The Aberdeen Children of the 1950s (ACONF) cohort contains 12,150 individuals born in Aberdeen, Scotland in the 1950s. The study includes rich early life data, information from questionnaire in middle age, and linkage to electronic healthcare records.
Involving the participants in designing future data collection and research is key to ensure research is acceptable and reflects public priorities.
To gather ACONF participants’ views to inform how to: define healthy ageing, optimise recruitment and maximise participation.
We undertook three co-design workshops with 8 to 10 ACONF members. The workshops operated as a discussion, led by a facilitator using guidance questions developed by the study team. Workshops were recorded and transcribed.
Participants viewed healthy ageing as keeping socially and physically active, taking responsibility for oneself and having a positive attitude to ageing. Key research priorities were: dementia, healthy living advice, improvements in the social care system and engaging hard-to-reach groups.
Optimising recruitment and participation:
Participants were keen for further involvement in research.

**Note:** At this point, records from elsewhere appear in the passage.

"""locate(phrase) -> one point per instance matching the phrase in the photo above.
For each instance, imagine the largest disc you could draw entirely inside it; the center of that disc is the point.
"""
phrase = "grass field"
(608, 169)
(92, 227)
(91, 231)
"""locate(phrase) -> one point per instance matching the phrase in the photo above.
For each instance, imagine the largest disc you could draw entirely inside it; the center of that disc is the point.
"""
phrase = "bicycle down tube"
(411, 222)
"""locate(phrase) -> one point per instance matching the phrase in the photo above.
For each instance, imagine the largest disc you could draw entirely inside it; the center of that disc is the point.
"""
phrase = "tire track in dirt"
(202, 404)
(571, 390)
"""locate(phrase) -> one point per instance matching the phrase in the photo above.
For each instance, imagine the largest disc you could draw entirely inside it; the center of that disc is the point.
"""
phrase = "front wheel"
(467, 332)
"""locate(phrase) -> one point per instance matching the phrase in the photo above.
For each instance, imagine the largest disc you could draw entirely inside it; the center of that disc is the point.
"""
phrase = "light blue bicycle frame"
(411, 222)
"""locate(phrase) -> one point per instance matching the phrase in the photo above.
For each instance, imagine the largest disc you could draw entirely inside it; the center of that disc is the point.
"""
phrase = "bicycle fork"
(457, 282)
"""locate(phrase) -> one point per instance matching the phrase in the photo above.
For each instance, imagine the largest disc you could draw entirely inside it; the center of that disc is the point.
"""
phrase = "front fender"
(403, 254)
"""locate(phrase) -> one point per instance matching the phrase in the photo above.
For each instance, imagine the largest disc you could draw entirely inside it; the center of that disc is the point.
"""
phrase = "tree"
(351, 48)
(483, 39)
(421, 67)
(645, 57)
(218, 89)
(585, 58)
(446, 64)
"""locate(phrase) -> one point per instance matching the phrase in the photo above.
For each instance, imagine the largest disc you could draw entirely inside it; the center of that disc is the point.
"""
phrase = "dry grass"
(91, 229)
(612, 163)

Recruitment may be maximised by: more information online, involving participants in recruitment of other study members and clarity about potential benefits to themselves or others. It is acceptable to ask their offspring to participate.
There were high levels of trust in researchers, but ongoing data protection is vital. Participation may be improved by regular contact (informing participants of results, engagement events, newsletters, mobile phone “apps”).
Participants were happy with data collection methods: questionnaires, applications, wearable devices, and in-person tests. They raised no concerns regarding DNA collection and electronic record linkage.
Participant involvement in research is a fundamental part of securing a social license for research. Participants were in favour of ongoing research, including recruitment of their children and linkage of electronic records. The workshops highlighted key considerations for future research and data collection.